Other tricky ones include the verticle I-tetromino positions as well as horizontal I-tetromino left-left (the tendency is to autorepeat left then tap right, which is slightly worse, and this goes for other tetrominoes too).

XaeL

wow i wish there was a summary of these.

For example i'm pretty sure my L/J/T are correct, because i use das to wall then tap off wall.


but didnt know about the I hax (left-left)



QuoteLike many setups here, it is useful if your opponent doesn't move and you get 4 Ts in a row.

AS999

#7
Let's me see if I got it right, finesse is using the autorepeat instead of taping in case it's faster? But if I do so, how am I ever going to get faster at taping if I stopped practising?

caffeine

#8
Quote from: AS999
Let's me see if I got it right, finesse is using the autorepeat instead of taping in case it's faster? But if I do so, how am I ever going to get faster at taping if I'm stopped practising?

If you've replaced a particular placement (for which you used tapping) with now using autorepeat, because it's faster, why would you need to get faster at tapping for that particular placement? No point in practicing an approach you no longer use.

Magnanimous

Granted, tapping is occasionally useful in games like Tetris Friends or Game Boy Tetris...
Best 40 Lines: 37:74 (162.18 TPM) on NullpoMino

AS999

Exactly, I'm playing on Tetris friends.

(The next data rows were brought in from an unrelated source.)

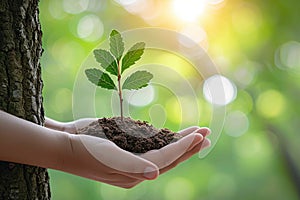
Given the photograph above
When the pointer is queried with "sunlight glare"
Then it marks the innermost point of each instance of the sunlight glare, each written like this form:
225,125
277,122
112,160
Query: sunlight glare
188,10
219,90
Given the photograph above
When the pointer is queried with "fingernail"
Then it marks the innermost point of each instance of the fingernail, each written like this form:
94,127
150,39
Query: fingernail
150,173
197,141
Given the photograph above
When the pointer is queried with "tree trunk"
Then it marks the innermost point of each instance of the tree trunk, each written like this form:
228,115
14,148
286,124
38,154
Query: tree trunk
21,91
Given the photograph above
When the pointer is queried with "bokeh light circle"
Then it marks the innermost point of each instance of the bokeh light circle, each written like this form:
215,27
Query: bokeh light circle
219,90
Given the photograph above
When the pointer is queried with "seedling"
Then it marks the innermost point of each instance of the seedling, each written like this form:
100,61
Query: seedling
115,63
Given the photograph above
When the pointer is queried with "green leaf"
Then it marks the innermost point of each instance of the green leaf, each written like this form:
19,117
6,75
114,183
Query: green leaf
100,78
133,55
116,44
137,80
107,61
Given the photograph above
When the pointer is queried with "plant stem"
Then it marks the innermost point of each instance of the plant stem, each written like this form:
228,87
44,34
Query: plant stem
120,90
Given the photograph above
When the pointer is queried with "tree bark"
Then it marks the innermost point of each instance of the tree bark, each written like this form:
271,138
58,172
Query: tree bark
21,91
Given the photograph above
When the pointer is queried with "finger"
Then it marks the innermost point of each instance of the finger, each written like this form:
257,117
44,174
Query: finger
187,155
195,129
168,154
118,159
188,130
203,131
119,180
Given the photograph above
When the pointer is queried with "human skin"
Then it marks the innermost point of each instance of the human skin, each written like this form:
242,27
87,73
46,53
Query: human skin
57,146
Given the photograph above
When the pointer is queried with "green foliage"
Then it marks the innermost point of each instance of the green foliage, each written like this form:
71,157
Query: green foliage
110,61
100,78
107,61
137,80
116,44
133,55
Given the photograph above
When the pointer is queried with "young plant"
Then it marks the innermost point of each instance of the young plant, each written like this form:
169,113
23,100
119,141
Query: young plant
115,63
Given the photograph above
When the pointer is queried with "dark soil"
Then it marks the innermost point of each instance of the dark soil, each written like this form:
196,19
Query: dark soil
130,135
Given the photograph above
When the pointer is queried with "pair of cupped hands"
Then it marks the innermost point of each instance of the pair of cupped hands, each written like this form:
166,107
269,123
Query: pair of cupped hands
121,168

Where the autorepeater speed can't be changed. It is possible to be faster than it. So, using it instead of practising taping is not a good idea, at least not in the long run. I don't think it's that hard to understand... Hope I'm right.

caffeine

#11
Okay, I see what you're saying now. This is a dilemma I've been dealing with for years. I've gone between fast autorepeat, slow autorepeat, and middle autorepeat finesse schemes. It really messes me up. But it's funny you mention the "long run," though. Tetris Friends is currently beta testing customizable DAS and autorepeat, so who knows. Maybe practicing tapping is bad for the long run, after all.

Someone2knoe

Well tapping will always be useful, even with fast autorepeat.



solo2001

Quote from: caffeine
It's funny you mention the "long run," though. Tetris Friends is currently beta testing customizable DAS and autorepeat, so who knows. Maybe practicing tapping is bad for the long run, after all.

TF finally got customizable DAS! ...crap.